The American/Western linear model of innovation depends largely on good science, risk-taking entrepreneurs and global market access, according to the report.

But even with all the spending on research, there are not really all that many fundamental breakthroughs such as gene editing, quantum computing or deep learning AI models. Breakthroughs are rare. Scaling up and incremental innovation are not.

“The current model of U.S. invents [and] China produces at scale is no longer sustainable if America does not want a technologically hollowed out economy,” the report says.

Several ITIF reports have laid out a detailed agenda to ensure the U.S. and its Western allies don’t lose their techno-economic lead to China. In this new report, Atkinson offers five key proposals:

  1. Triple the Research and Experimentation Tax Credit. The Chinese R&D credit is already likely at least three times more generous than America’s, China’s R&D labor costs are less than half, and its R&D personnel costs are likely at least half of costs in the U.S. One of the simplest and easiest-to-administer steps Congress could take would be to triple the R&D tax credit for the Alternative Simplified Credit from 14 percent to 42 percent and allow expenditures on global standards setting to qualify.
  2. Establish five national industrial research institutes focused on key, dual-use industries and technologies, modeled after Taiwan’s Industrial Technology Research Institute, an industry-government advanced technology lab focused largely on IT technologies.
  3. Establish a “Competitiveness Advanced Research Projects Agency (ARPA–C) ”to co-invest with industry on research and application of key technologies needed for dual-use national security leadership in the commercial sector.

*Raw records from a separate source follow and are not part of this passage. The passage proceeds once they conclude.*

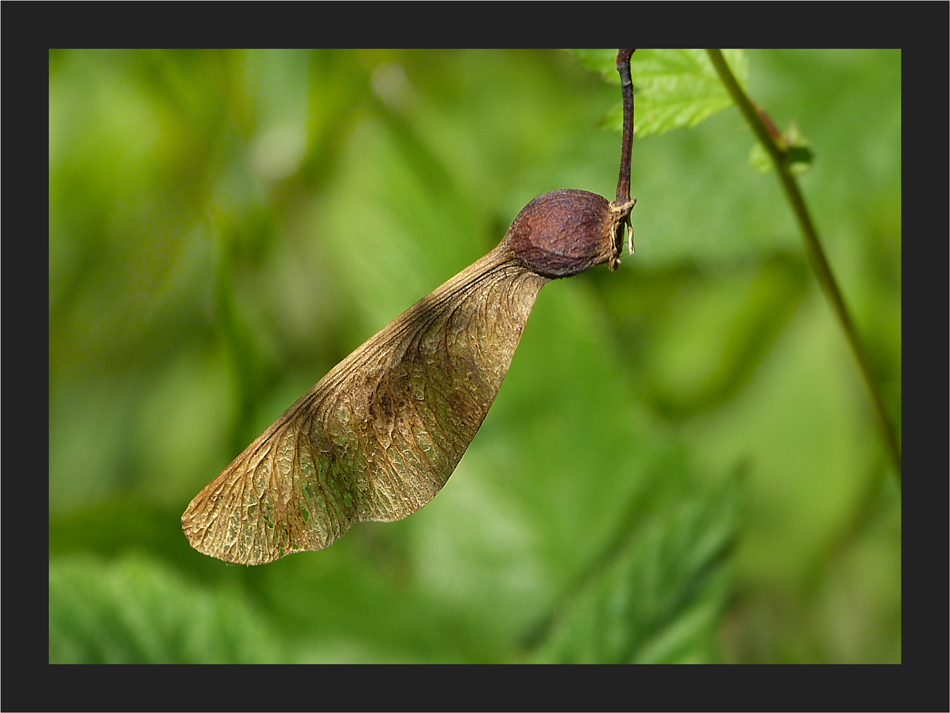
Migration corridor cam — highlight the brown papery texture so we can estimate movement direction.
[182,191,629,564]
[182,246,547,564]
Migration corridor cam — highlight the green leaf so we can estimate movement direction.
[49,557,281,663]
[535,477,738,663]
[571,49,749,136]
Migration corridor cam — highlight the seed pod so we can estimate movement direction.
[182,190,634,564]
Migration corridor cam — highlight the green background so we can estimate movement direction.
[49,50,901,662]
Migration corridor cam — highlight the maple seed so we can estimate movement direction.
[181,47,635,564]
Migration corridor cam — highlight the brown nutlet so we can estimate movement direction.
[499,189,636,278]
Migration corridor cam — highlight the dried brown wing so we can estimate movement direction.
[182,249,547,564]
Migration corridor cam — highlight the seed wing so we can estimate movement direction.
[182,251,546,564]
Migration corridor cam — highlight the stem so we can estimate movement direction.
[712,49,901,483]
[616,50,636,204]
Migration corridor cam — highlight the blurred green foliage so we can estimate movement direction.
[49,50,901,663]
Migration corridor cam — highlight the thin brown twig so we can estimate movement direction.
[706,49,901,483]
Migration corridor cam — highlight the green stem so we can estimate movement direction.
[706,49,901,483]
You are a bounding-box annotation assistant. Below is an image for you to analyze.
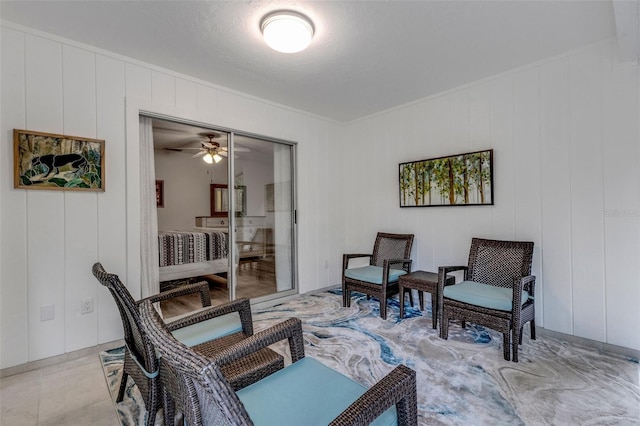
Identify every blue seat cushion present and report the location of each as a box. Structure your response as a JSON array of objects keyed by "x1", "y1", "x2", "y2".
[
  {"x1": 442, "y1": 281, "x2": 529, "y2": 311},
  {"x1": 236, "y1": 357, "x2": 397, "y2": 426},
  {"x1": 171, "y1": 312, "x2": 242, "y2": 347},
  {"x1": 344, "y1": 265, "x2": 407, "y2": 284}
]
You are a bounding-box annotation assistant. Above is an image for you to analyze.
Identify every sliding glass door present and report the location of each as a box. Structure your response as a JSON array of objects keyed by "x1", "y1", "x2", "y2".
[
  {"x1": 152, "y1": 116, "x2": 297, "y2": 304},
  {"x1": 228, "y1": 132, "x2": 295, "y2": 302}
]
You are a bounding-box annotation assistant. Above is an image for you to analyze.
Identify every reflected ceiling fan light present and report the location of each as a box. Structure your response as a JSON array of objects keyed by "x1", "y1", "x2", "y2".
[{"x1": 260, "y1": 11, "x2": 313, "y2": 53}]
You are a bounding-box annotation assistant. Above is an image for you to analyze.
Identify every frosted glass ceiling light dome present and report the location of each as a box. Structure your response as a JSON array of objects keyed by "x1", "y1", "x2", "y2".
[{"x1": 260, "y1": 11, "x2": 313, "y2": 53}]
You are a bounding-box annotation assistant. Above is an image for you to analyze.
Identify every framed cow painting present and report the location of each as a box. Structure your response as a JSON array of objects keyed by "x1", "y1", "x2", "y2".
[{"x1": 13, "y1": 129, "x2": 105, "y2": 191}]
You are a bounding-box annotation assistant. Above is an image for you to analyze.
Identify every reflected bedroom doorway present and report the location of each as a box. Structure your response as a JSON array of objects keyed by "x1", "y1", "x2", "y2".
[{"x1": 152, "y1": 118, "x2": 296, "y2": 317}]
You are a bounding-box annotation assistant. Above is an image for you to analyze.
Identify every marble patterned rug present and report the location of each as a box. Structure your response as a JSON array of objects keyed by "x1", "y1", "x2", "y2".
[{"x1": 101, "y1": 290, "x2": 640, "y2": 426}]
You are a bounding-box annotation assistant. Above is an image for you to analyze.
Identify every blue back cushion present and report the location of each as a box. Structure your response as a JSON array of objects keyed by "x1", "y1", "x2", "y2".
[
  {"x1": 171, "y1": 312, "x2": 242, "y2": 347},
  {"x1": 442, "y1": 281, "x2": 529, "y2": 311},
  {"x1": 237, "y1": 357, "x2": 397, "y2": 426},
  {"x1": 344, "y1": 265, "x2": 406, "y2": 284}
]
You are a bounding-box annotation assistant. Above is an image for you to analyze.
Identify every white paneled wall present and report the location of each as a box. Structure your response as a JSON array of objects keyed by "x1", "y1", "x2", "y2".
[
  {"x1": 343, "y1": 42, "x2": 640, "y2": 349},
  {"x1": 0, "y1": 23, "x2": 640, "y2": 368},
  {"x1": 0, "y1": 22, "x2": 344, "y2": 368}
]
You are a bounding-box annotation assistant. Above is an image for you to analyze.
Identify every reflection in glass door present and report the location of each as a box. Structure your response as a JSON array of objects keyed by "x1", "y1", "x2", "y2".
[
  {"x1": 152, "y1": 117, "x2": 296, "y2": 310},
  {"x1": 228, "y1": 133, "x2": 295, "y2": 302}
]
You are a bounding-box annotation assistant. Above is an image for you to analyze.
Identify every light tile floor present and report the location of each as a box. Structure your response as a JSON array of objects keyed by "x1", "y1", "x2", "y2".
[{"x1": 0, "y1": 353, "x2": 120, "y2": 426}]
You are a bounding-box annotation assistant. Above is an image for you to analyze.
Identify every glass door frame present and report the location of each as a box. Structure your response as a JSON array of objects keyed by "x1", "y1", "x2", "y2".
[
  {"x1": 141, "y1": 108, "x2": 298, "y2": 304},
  {"x1": 226, "y1": 129, "x2": 298, "y2": 304}
]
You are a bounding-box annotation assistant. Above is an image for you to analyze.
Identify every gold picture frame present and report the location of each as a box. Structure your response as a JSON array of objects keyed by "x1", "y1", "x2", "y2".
[{"x1": 13, "y1": 129, "x2": 105, "y2": 191}]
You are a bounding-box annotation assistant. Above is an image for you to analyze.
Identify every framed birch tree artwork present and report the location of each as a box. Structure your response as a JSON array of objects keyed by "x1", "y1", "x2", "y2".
[
  {"x1": 400, "y1": 149, "x2": 494, "y2": 207},
  {"x1": 13, "y1": 129, "x2": 104, "y2": 191}
]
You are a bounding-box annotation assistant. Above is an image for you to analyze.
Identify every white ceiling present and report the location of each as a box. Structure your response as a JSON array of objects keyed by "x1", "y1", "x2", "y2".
[{"x1": 0, "y1": 0, "x2": 620, "y2": 122}]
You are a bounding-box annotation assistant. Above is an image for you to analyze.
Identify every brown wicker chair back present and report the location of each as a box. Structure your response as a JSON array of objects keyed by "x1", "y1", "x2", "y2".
[
  {"x1": 467, "y1": 238, "x2": 533, "y2": 288},
  {"x1": 438, "y1": 238, "x2": 536, "y2": 362},
  {"x1": 92, "y1": 262, "x2": 161, "y2": 425},
  {"x1": 342, "y1": 232, "x2": 413, "y2": 319},
  {"x1": 371, "y1": 232, "x2": 413, "y2": 266},
  {"x1": 93, "y1": 263, "x2": 284, "y2": 425},
  {"x1": 140, "y1": 303, "x2": 253, "y2": 426}
]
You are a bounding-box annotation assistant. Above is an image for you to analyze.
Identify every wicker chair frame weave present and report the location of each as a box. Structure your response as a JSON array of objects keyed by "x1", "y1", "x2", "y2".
[
  {"x1": 92, "y1": 262, "x2": 284, "y2": 425},
  {"x1": 342, "y1": 232, "x2": 414, "y2": 319},
  {"x1": 438, "y1": 238, "x2": 536, "y2": 362},
  {"x1": 141, "y1": 302, "x2": 417, "y2": 426}
]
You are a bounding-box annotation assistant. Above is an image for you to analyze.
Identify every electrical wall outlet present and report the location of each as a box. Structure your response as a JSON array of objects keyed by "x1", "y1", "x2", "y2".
[{"x1": 80, "y1": 297, "x2": 93, "y2": 314}]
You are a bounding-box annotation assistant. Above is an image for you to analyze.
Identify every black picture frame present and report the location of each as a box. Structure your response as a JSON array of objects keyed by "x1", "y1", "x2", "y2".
[{"x1": 399, "y1": 149, "x2": 495, "y2": 207}]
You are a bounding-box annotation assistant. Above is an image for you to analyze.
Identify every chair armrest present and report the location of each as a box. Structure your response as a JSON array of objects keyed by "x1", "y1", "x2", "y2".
[
  {"x1": 330, "y1": 364, "x2": 418, "y2": 426},
  {"x1": 141, "y1": 281, "x2": 211, "y2": 307},
  {"x1": 438, "y1": 265, "x2": 469, "y2": 276},
  {"x1": 167, "y1": 297, "x2": 253, "y2": 336},
  {"x1": 342, "y1": 253, "x2": 373, "y2": 274},
  {"x1": 511, "y1": 275, "x2": 536, "y2": 311},
  {"x1": 382, "y1": 259, "x2": 413, "y2": 272},
  {"x1": 209, "y1": 318, "x2": 304, "y2": 365},
  {"x1": 342, "y1": 253, "x2": 373, "y2": 259}
]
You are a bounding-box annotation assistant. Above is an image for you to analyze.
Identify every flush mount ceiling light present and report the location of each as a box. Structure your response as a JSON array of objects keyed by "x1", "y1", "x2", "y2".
[{"x1": 260, "y1": 11, "x2": 313, "y2": 53}]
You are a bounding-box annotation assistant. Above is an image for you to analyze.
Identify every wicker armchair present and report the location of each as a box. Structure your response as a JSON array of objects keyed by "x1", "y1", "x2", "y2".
[
  {"x1": 438, "y1": 238, "x2": 536, "y2": 362},
  {"x1": 92, "y1": 263, "x2": 284, "y2": 425},
  {"x1": 342, "y1": 232, "x2": 413, "y2": 319},
  {"x1": 140, "y1": 302, "x2": 417, "y2": 426}
]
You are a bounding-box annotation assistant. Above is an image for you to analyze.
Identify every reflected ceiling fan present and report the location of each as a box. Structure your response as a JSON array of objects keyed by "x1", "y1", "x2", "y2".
[{"x1": 166, "y1": 133, "x2": 249, "y2": 164}]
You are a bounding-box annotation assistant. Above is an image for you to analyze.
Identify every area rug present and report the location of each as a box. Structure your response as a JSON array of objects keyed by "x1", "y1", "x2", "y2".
[{"x1": 101, "y1": 291, "x2": 640, "y2": 426}]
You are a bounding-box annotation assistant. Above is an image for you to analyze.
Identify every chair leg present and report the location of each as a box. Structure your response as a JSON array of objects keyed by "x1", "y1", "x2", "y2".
[
  {"x1": 518, "y1": 326, "x2": 524, "y2": 345},
  {"x1": 162, "y1": 387, "x2": 176, "y2": 426},
  {"x1": 342, "y1": 288, "x2": 351, "y2": 308},
  {"x1": 145, "y1": 408, "x2": 158, "y2": 426},
  {"x1": 529, "y1": 319, "x2": 536, "y2": 340},
  {"x1": 502, "y1": 331, "x2": 511, "y2": 361},
  {"x1": 116, "y1": 371, "x2": 129, "y2": 402},
  {"x1": 432, "y1": 293, "x2": 438, "y2": 330},
  {"x1": 440, "y1": 309, "x2": 449, "y2": 340},
  {"x1": 380, "y1": 295, "x2": 387, "y2": 319}
]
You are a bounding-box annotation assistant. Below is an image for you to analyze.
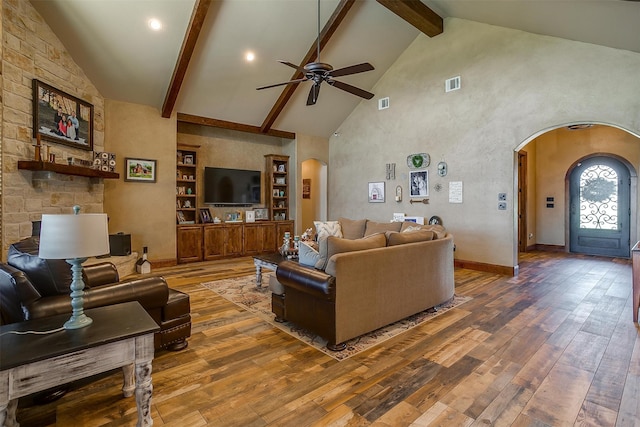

Funded by year five with at least $20 billion per year, such an entity could be administered by the U.S. National Institute of Standards and Technology.
  4. Establish a national industrial development bank to provide low-interest patient capital for new domestic manufacturing investment.
  5. Institute a seven-year, 25-percent investment tax credit for all new machinery and capital equipment. America is “capital equipment lite;” China is not.

The U.S. needs to move from a science-based innovation system – with the view that scientific research is the foundation of national innovation success – to an industrial production-capabilities view that sees utilizing knowledge in products and service at scale as the key, Atkinson says.

The model he advocates is “national power capitalism” – based on the idea that the state plays a strong and conscious role to drive economic development.

National power capitalism is goal-oriented – like U.S. defense policy, the report says. “We need a robust biotech industry, chip industry, aerospace industry, AI industry, etc., and then to design and implement policies to achieve that.”

Atkinson argues that the U.S. should emulate many parts of the Chinese innovation system that would benefit the U.S. These elements include:

  • China’s high levels of investment, rather than spending.
  • the country’s overarching focus on winning in selected advanced industries.
  • building up strong levels of domestic agglomeration.
  • becoming much faster and “limiting the regulatory morass that in the United States has become reflexively ‘no.’”
  • widespread support for innovation and progress.
  • the Chinese government’s relatively deep understanding and embrace of science and technology policy for competitiveness.

If China can move to the frontier of global innovation – a destination all forces in China are pulling toward – the world economy and relative national power will be fundamentally transformed, the report warns.

Says Atkinson: “Unless U.S. techno-economic policy changes to embrace national power capitalism, it is less likely that the United States will be able to maintain a competitive position in a broad array of advanced industries against not only China but also other nations that play more by the rules but are still competing for global market share.”